For example there is vowel and consonant phonemes in Chinese
vowels = ['a', 'ai', 'an', 'ang', 'ao', 'e', 'ei', 'en', 'eng', 'er', 'i', 'ia', 'ian', 'iang', 'iao', 'ie', 'ii', 'iii', 'in', 'ing', 'iong', 'iou', 'o', 'ong', 'ou', 'u', 'ua', 'uai', 'uan', 'uang', 'uei', 'uen', 'ueng', 'uo', 'v', 'van', 've', 'vn', 'zh']
consonants = ['b','c','ch', 'd', 'f', 'g', 'h', 'j', 'k', 'l', 'm', 'n', 'p', 'q', 'r', 's', 'sh',' sp', 'sil', 't', 'x', 'z']

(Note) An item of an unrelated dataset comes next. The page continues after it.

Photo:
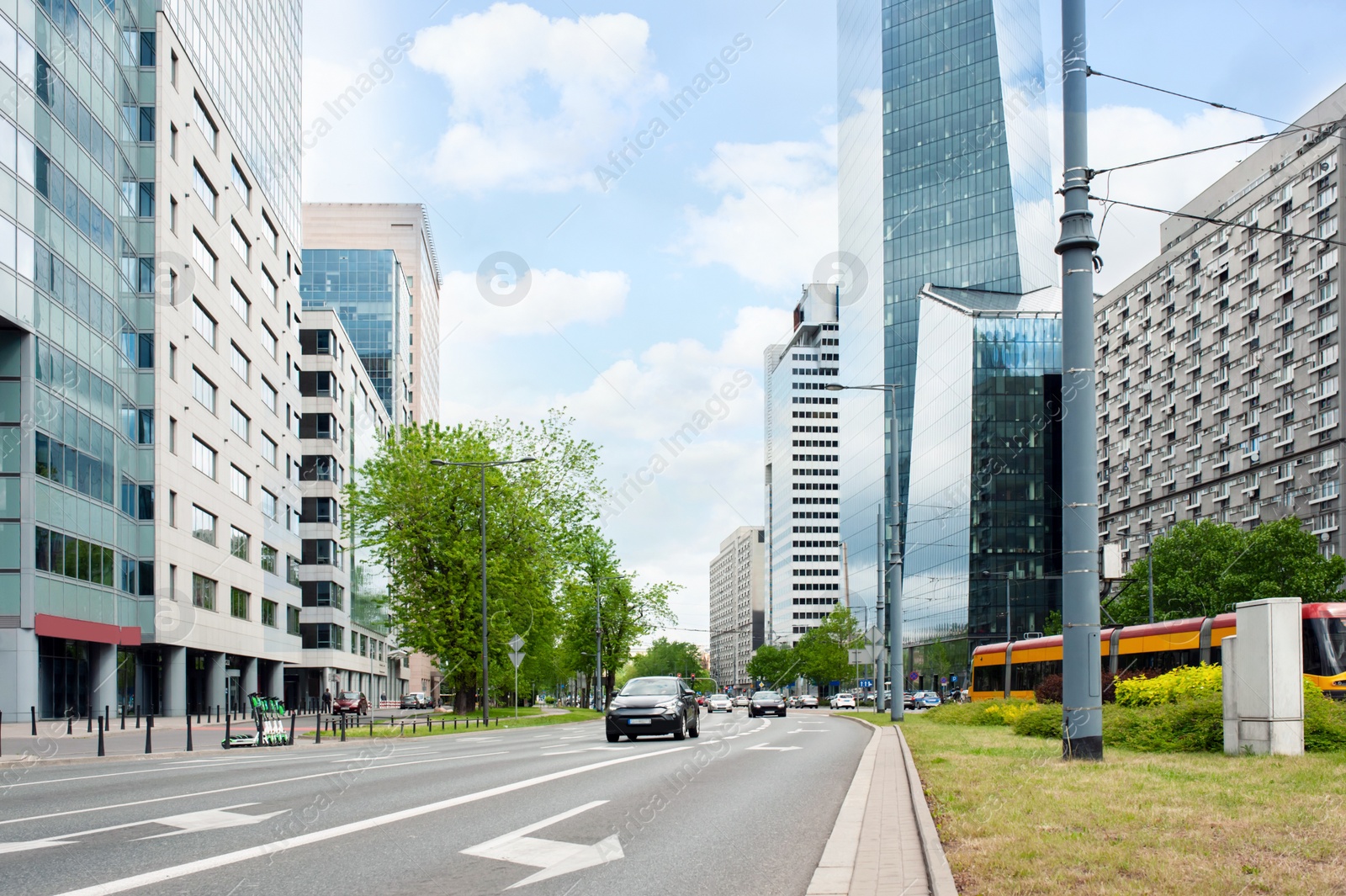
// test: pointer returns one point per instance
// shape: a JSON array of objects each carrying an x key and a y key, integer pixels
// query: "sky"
[{"x": 623, "y": 257}]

Suppose I have tri-phone like this:
The tri-phone 'a-b+c' means previous,current,following phoneme is a,b and c.
I want to use regex to extract the adjacent vowels pattern like vowel-vowel+*
and *-vowel+vowel
.
For example
Match: zh-uei+x, b-ai+vn, e-uang+x
Don't match: sil-z+ai, vn-l+v, x-ia+f
I use this code:
v = '|'.join(vowels) # Or v = '^'+'|'.join(consonants)
p = r'({0}\-{0}\+.*)|(.*\-{0}\+{0})'.format(v)
However re.match(p,'z-en+iang')
still gives False. So how to fix it? Thanks